Customizing the BlanccoLUNEraser Tool Operation¶
The BlanccoLUNEraser (BLE) tool requires a separate configuration file which defines
the operational capabilities and enablement of the tools features. In addition,
the DRP implementation allows the operator to override the command line flags
and arguments for calling the tool. See the below sections for further details.

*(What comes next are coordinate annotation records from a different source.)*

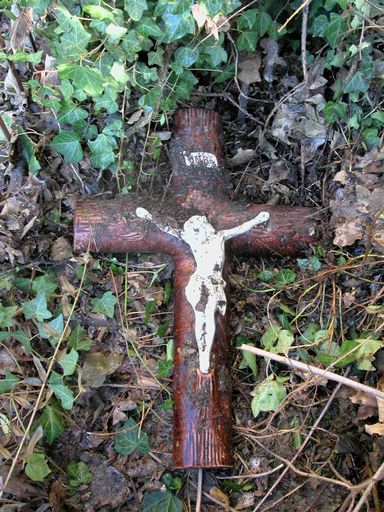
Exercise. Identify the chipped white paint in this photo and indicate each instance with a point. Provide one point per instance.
(200, 158)
(205, 289)
(142, 213)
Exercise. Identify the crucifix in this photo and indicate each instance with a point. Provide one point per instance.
(199, 227)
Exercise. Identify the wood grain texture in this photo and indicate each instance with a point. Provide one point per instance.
(202, 402)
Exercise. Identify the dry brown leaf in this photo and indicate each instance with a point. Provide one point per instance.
(272, 58)
(380, 401)
(222, 22)
(61, 249)
(199, 14)
(98, 365)
(376, 428)
(249, 68)
(20, 28)
(242, 157)
(348, 232)
(215, 492)
(367, 405)
(66, 286)
(135, 116)
(341, 177)
(212, 28)
(147, 382)
(349, 298)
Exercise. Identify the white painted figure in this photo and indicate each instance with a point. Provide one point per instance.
(205, 290)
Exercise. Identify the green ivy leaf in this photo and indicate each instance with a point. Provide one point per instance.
(249, 359)
(71, 114)
(73, 43)
(22, 338)
(102, 148)
(6, 315)
(98, 12)
(52, 330)
(105, 304)
(320, 23)
(37, 308)
(357, 83)
(161, 501)
(186, 56)
(19, 56)
(77, 339)
(247, 41)
(115, 32)
(78, 474)
(247, 20)
(135, 8)
(285, 276)
(52, 422)
(267, 396)
(37, 467)
(29, 153)
(107, 101)
(148, 28)
(118, 72)
(44, 284)
(333, 111)
(8, 382)
(90, 80)
(177, 26)
(335, 30)
(263, 23)
(68, 144)
(131, 439)
(164, 369)
(61, 391)
(217, 55)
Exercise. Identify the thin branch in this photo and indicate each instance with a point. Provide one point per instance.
(324, 374)
(44, 384)
(379, 475)
(304, 4)
(302, 446)
(199, 489)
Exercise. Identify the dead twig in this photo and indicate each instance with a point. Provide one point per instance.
(44, 384)
(295, 13)
(324, 374)
(302, 446)
(199, 489)
(304, 30)
(379, 475)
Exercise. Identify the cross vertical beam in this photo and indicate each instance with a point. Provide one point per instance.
(131, 224)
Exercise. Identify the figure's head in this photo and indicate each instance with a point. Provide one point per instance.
(197, 228)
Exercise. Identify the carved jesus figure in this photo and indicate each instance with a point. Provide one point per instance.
(205, 289)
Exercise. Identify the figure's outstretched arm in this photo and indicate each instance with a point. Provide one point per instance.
(245, 227)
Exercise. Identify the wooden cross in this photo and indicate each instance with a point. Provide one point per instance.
(199, 227)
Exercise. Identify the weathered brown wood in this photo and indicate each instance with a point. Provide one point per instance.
(202, 401)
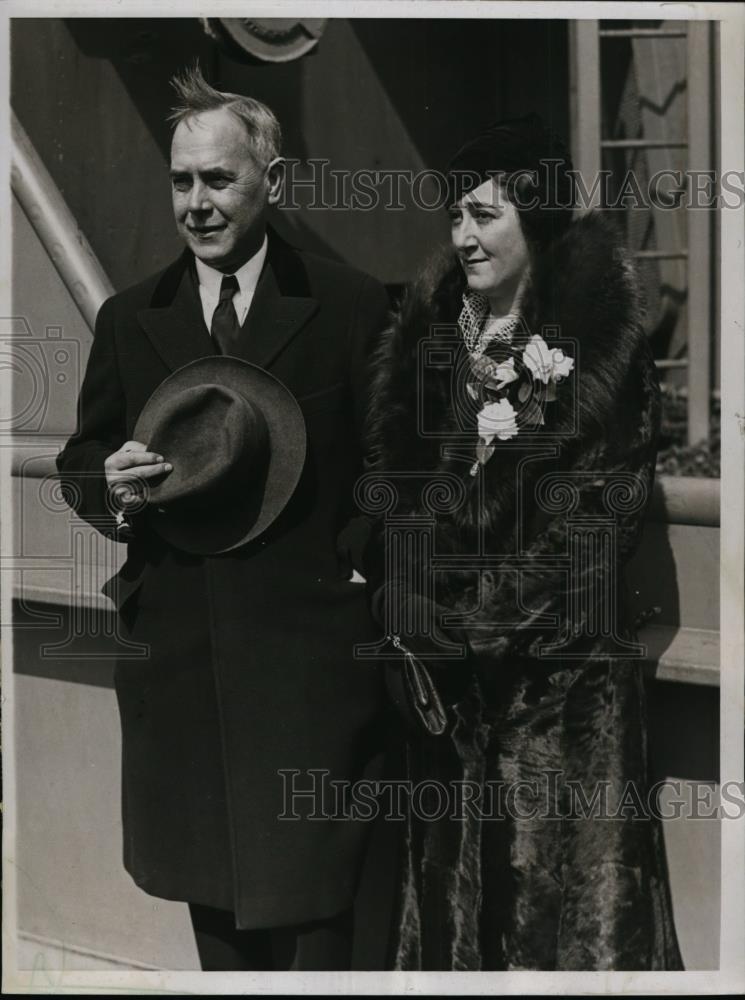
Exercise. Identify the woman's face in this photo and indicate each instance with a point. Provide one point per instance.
(489, 241)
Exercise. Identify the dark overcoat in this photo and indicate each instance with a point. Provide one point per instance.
(251, 674)
(526, 553)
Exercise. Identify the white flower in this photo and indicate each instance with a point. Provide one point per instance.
(545, 363)
(504, 373)
(497, 420)
(562, 364)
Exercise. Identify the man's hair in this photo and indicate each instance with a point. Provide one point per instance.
(195, 95)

Configuring the BlanccoLUNEraser 'config.txt'¶
The BlanccoLUNEraser tool utilizes a file with the name of config.txt which
carries the configuraiton for the tool. By default, DRP will render the config
file as part of the operation of the tool, utilizing the Template named
blancco-lun-eraser-config.txt.tmpl. This configuration file utilizes several
of the Params to create a customized configuration for each operational run of
the BLE tool.
The operator can construct and specify an alternative configuration file to be utilized by the BLE tool. To do so, set the DRP configuration Param to the name of an alternate Template with the desired customizations. An example is as follows:
ble/config-template: my-blanccoluneraser-config.txt.tmpl
This file is not validated for correctness by DRP. Any customizations to it must be validated against the BLE documentation.
BlanccoLUNEraser Binary Runtime Arguments¶
The BlanccoLUNEraser tool operates with a congirutaion file (defined above), in conjunction with a set of shell arguments. From time to time, Blancco may choose to update or change the arguments that are used. Subsequently, this would necessitate the update of the Plugin contents to adjust the arguments appropriately.
To ensure rapid updating of how the tooling is executed, it is possible to
specify alternative command line arguments to the binary tool (BlanccoLUNEraser).
Note that ONLY the argument flags can be specified; and the Binary command
name may not (and SHOULD NOT) be specified in the Param.
The Param is defined as ble/wipe-command-arguments. See the Params
Documentation field for additional customization information.
BlanccoLUNEraser Tool Documentation¶
For convenience the BlanccoLUNEraser tool documentation PDF is embedded in the DRP Plugin Provider. It will be installed and is available for review on the DRP Endpoint in the HTTP file server space. It can be found at:
- http://
:8091/files/plugin_providers/blancco-lun-eraser/ - or https://
:8090/files/plugin_providers/blancco-lun-eraser/
Note that RackN does not guarantee that the documentation in the PDF exactly matches the binary operation or usage.
Binary File Download Integrity Validation¶
If the Param ble/url-shasums contains a file with sha256sums for the downloaded
assets (namely BlanccoLUNEraser and license.dat), then the files will be
validated after download.
If the Param is empty, the SHA hash checking will be skipped.